More recently, endowment values took a hit during the Great Recession. According to a report by John Griffith, vice president and endowment specialist at Hirtle Callaghan​, a financial planning firm, endowments experienced declines of 25 to 30 percent below their peak value during the 2008 financial crisis. NACUBO data indicate many top endowments went on to recover and reach new peaks in the ensuing decade.

Still, some wealthy colleges increased their endowment spending during the recession and are likely to do so again this time around, Eaton said.

“What’s more at risk than intergenerational equity is the welfare of students and especially low-wage employees now,” Eaton said. “Especially schools with large endowments -- they will do fine preserving intergenerational equity, but they need to take care of their workers and students today.”

For now, the question over endowment health is a hypothetical one. The stock market plummeted in late March, but many valuations have since almost fully recovered. The predicted economic downturn has yet to impact endowments, said Hundrieser.

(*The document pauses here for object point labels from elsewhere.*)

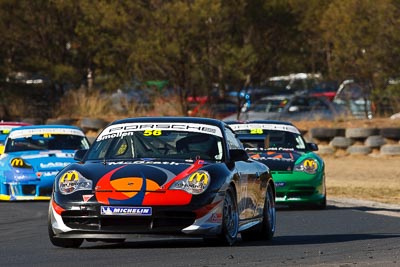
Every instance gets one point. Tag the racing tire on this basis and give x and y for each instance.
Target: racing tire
(230, 221)
(323, 133)
(267, 230)
(230, 218)
(322, 204)
(361, 133)
(375, 141)
(390, 133)
(341, 142)
(62, 242)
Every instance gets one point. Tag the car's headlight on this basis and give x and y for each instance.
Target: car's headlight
(20, 163)
(72, 181)
(308, 165)
(195, 183)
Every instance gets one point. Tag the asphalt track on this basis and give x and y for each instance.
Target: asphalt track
(347, 233)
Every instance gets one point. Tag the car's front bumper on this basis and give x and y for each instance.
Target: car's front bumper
(16, 191)
(85, 221)
(300, 188)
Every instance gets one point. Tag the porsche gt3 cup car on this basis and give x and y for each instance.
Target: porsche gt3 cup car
(298, 172)
(162, 175)
(33, 155)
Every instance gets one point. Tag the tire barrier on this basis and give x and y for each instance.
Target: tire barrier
(356, 141)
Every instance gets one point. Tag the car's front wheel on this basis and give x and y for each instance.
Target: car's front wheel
(266, 230)
(269, 215)
(62, 242)
(230, 221)
(230, 217)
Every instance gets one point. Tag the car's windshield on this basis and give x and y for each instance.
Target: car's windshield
(270, 105)
(45, 141)
(274, 140)
(129, 142)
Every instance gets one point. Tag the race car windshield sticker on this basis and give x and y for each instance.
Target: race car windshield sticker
(257, 128)
(126, 129)
(19, 133)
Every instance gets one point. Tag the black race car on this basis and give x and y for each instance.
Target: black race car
(162, 176)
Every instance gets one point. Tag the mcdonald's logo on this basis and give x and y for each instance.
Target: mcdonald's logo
(70, 176)
(199, 177)
(17, 162)
(310, 164)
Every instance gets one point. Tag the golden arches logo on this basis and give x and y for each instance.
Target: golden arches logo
(70, 176)
(199, 177)
(17, 162)
(310, 164)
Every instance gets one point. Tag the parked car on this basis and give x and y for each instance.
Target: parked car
(354, 98)
(290, 107)
(298, 172)
(326, 89)
(295, 83)
(181, 176)
(32, 157)
(5, 128)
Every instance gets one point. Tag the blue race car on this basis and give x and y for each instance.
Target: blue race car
(32, 157)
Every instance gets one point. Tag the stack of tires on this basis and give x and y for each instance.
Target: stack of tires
(357, 141)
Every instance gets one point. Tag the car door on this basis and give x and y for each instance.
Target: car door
(248, 187)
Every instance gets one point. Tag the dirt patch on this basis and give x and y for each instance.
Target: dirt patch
(364, 178)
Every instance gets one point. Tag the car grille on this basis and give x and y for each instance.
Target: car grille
(160, 221)
(296, 192)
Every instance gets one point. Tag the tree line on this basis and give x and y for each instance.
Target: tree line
(197, 43)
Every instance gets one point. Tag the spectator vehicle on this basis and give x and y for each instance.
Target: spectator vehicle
(32, 157)
(355, 99)
(298, 172)
(5, 128)
(182, 176)
(290, 107)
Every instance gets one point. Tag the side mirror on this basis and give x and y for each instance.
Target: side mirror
(238, 155)
(312, 146)
(79, 154)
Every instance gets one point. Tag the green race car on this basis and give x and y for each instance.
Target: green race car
(298, 172)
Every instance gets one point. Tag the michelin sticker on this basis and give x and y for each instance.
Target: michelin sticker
(126, 211)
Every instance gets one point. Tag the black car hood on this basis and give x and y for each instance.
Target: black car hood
(158, 171)
(277, 160)
(136, 182)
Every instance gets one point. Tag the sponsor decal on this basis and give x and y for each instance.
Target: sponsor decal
(127, 211)
(216, 218)
(280, 184)
(46, 174)
(17, 162)
(126, 129)
(53, 165)
(146, 162)
(44, 131)
(86, 197)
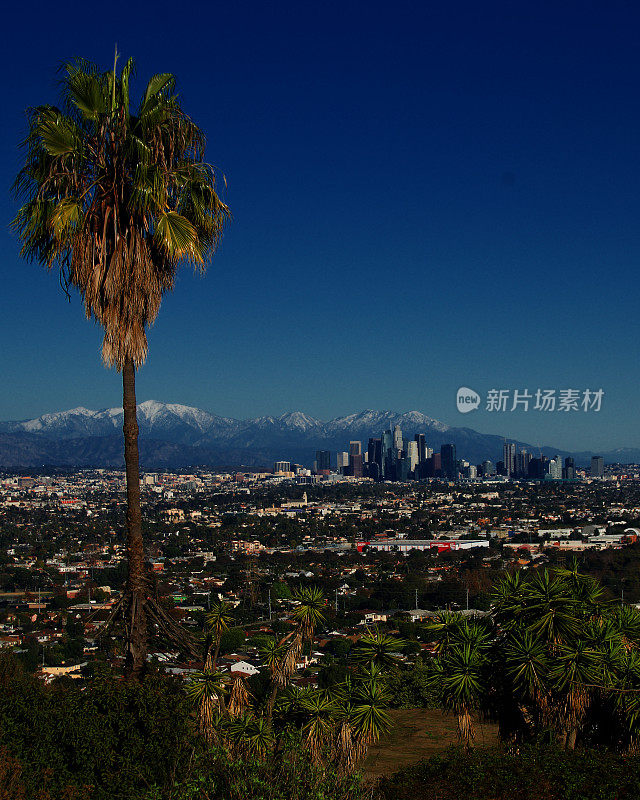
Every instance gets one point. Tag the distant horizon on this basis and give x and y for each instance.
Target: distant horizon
(468, 422)
(424, 197)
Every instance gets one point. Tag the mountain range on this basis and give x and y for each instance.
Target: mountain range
(174, 436)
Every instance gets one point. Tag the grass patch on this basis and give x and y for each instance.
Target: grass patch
(419, 733)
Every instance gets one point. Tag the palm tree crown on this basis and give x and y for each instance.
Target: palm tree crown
(116, 199)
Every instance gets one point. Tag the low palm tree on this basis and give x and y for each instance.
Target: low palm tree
(239, 697)
(206, 691)
(282, 657)
(217, 623)
(461, 680)
(377, 648)
(319, 710)
(116, 200)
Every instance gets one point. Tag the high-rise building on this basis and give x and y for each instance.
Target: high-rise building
(412, 455)
(355, 465)
(397, 438)
(449, 462)
(374, 451)
(323, 461)
(342, 461)
(553, 468)
(509, 458)
(597, 467)
(522, 464)
(402, 469)
(421, 441)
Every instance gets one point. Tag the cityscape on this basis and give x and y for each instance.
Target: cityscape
(392, 458)
(319, 451)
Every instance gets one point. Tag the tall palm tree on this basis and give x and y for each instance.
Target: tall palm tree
(117, 200)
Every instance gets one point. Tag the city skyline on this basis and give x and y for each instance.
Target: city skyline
(422, 200)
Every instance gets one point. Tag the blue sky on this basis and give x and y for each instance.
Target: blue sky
(425, 195)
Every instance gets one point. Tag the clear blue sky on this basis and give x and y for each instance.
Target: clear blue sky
(425, 195)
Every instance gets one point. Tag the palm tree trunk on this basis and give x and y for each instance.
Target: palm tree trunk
(272, 701)
(135, 619)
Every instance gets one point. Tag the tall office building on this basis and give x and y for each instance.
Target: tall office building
(397, 438)
(449, 462)
(522, 464)
(355, 465)
(342, 461)
(374, 450)
(387, 453)
(553, 468)
(421, 441)
(569, 469)
(597, 467)
(509, 458)
(412, 455)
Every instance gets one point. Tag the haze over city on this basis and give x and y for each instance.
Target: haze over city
(421, 201)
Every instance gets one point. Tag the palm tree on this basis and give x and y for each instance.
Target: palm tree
(239, 699)
(460, 677)
(377, 648)
(320, 711)
(282, 657)
(272, 653)
(217, 622)
(206, 691)
(117, 200)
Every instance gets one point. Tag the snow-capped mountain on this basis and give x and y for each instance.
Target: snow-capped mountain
(174, 435)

“Right now, the market is pricing in a lot of the good news we have heard, like potentials with the vaccine and the good news there, as well as the Fed stepping in,” said Susan McEvoy, director and investment officer at Hirtle Callaghan.

A lot is still unknown, especially as businesses across the country remain closed and colleges are still uncertain whether they will be able to reopen in the fall. The uncertainty presents opportunities for colleges, though, said Griffith.

“In recovery time, you move to more active managers who are moving away from indexes,” he said. “This is when people are going to need untraditional loans, so private credit, that’s a great opportunity.”

He added that high-demand investment managers often have openings after other clients choose to liquidate assets. The crisis “gives you an opportunity to invest with some of the best managers in the world,” Griffith said.